Política y éticamente, la derecha ha impulsado históricamente estos procesos, defendiendo la supremacía del mercado frente a evidencia contraria. Pero tampoco pueden obviarse las responsabilidades de fuerzas progresistas que han cedido ante externalizaciones que debilitaban lo público, en lugar de apostar por modernización interna, profesionalización y mejora sostenida de la gestión. Esta renuncia constituye un acto de irresponsabilidad política de largo alcance. Ciudades como Valladolid han remunicipalizado servicios esenciales como el agua cuando la privatización resultó ineficiente, opaca o económicamente insostenible, confirmando que la alternativa existe y es viable.

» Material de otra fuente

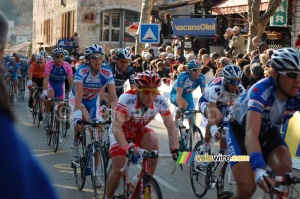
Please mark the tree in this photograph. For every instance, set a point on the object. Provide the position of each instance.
(144, 18)
(257, 22)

El debate, en suma, es político, ético y democrático: ¿queremos un Estado que garantice derechos o un mercado que los fragmente? Los servicios públicos esenciales no son un gasto: son la infraestructura moral, económica y democrática de un país. Privatizarlos es renunciar a esa arquitectura común; defenderlos es preservar la ciudadanía, la igualdad y la democracia efectiva. Como recuerda el filósofo estadounidense Michael Sandel, "cuando los bienes públicos se compran y se venden, dejamos de ser ciudadanos de una comunidad para convertirnos en consumidores de un mercado". Renunciar a lo público constituye un paso más en la destrucción del Estado de bienestar; fortalecerlo es garantizar la continuidad del pacto democrático y la cohesión social. El reto de la ciudadanía es asumir la responsabilidad de exigir derechos, fiscalizar la gestión pública y defender lo común, para que la igualdad y la democracia no sean sustituidas por la lógica del mercado.